What is the discussion about kombucha?
Nicknamed “The Longevity Potion,” this sweet and sour fermented drink is full of health claims. It’s made from black or green tea, sugar, and a small globular culture of bacteria and yeast called “good” bacteria and yeast. These live microbes give it a slightly sour taste – and a bit of natural alcohol.

How long has it been around?
It was reportedly brewed in China more than 2,000 years ago. But it wasn’t until the late 1980s that it began to gain traction in the United States. Some hoped it would boost the immune system of people with HIV or AIDS – a theory we now know to be a myth.

Does it help fight disease?
Some tout kombucha as a remedy that can help treat diseases ranging from diabetes to arteriosclerosis to cancer. There are also claims that it can lower blood pressure and cholesterol, and detoxify the body. But there isn’t enough evidence to support these claims. Most of the health hype stems from word-of-mouth reports or animal studies. It does not come from quality studies of its effects on people.

Does it contain probiotics?
Like other fermented products, kombucha contains microscopic organisms called microorganisms. Certain types of microorganisms, called probiotics, promote the “good” bacteria in your gut. This boosts your immune system and helps you fight off the bad bacteria. This may help you digest food and absorb nutrients, too. But it’s unclear whether the microbes in kombucha provide these benefits. We need more research to be sure.

Does it pack an antioxidant punch?
The tea in the recipe has good for you antioxidants called polyphenols. They may curb inflammation in your body and reduce the odds that you will get certain diseases. They may also possibly be good for your gut health.

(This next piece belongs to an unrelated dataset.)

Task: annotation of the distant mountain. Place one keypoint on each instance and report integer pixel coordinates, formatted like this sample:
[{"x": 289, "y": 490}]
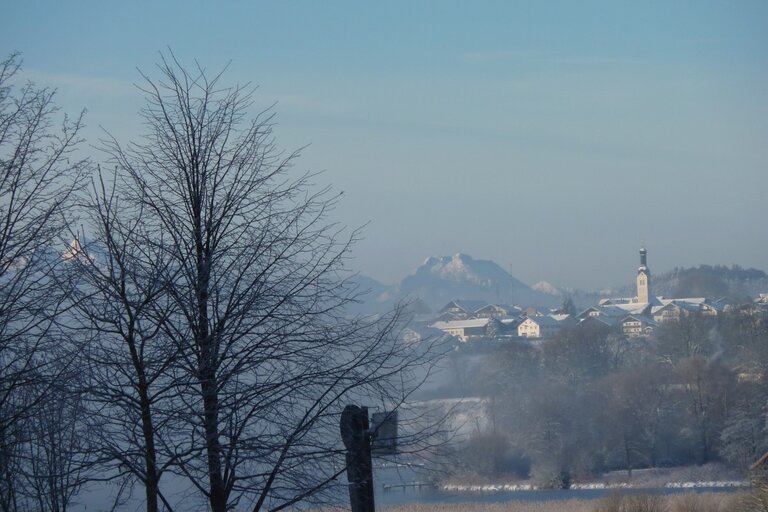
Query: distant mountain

An abundance of vitamin B?
Kombucha tea also has B vitamins. They help your body convert food into energy, among other tasks. But you don’t have to drink fermented tea to get B’s; they’re found in a variety of foods. If you’re healthy, chances are you’re already getting enough of them.

How heroic is “Busch”?
All kombucha teas have a slight alcohol content, which is the result of fermentation of sugar with yeast. Commercial brands with less than 0.5% alcohol can be sold as “non-alcoholic”. Above that percentage, the government considers it alcohol. Fermentation time, temperature and how the drink is stored all affect its strength. Some kombucha will continue to ferment even in the bottle.

Who can safely drink it?
Stay away from this drink if you have a weak immune system or a chronic health condition – especially liver, kidney or lung disease. Don’t drink it if you’re pregnant, either. It’s also not suitable for children. But if you’re a healthy adult, the kind of pasteurized drink you buy at the store is okay to drink in moderation – but don’t exceed 12 ounces a day. Read the nutrition label, though, because the sugar and calories can vary quite a bit from brand to brand.

Does it cause side effects?
Some reports have linked homemade varieties to stomach pains, dizziness, nausea, infections and allergic reactions. The risk is high when people brew it in unclean conditions. This makes it vulnerable to contamination during the fermentation process. Brewing or storing it in glazed earthenware pots has also been linked to lead poisoning.

Does a bottle of kombucha “explode”?
It’s important to always keep kombucha in the fridge, even before you drink it. If you leave a bottle capped at room temperature for a while, the carbonation inside may build up – and you may get a surprise splash when you open the bottle. The coldness of the fridge will also slow down the fermentation.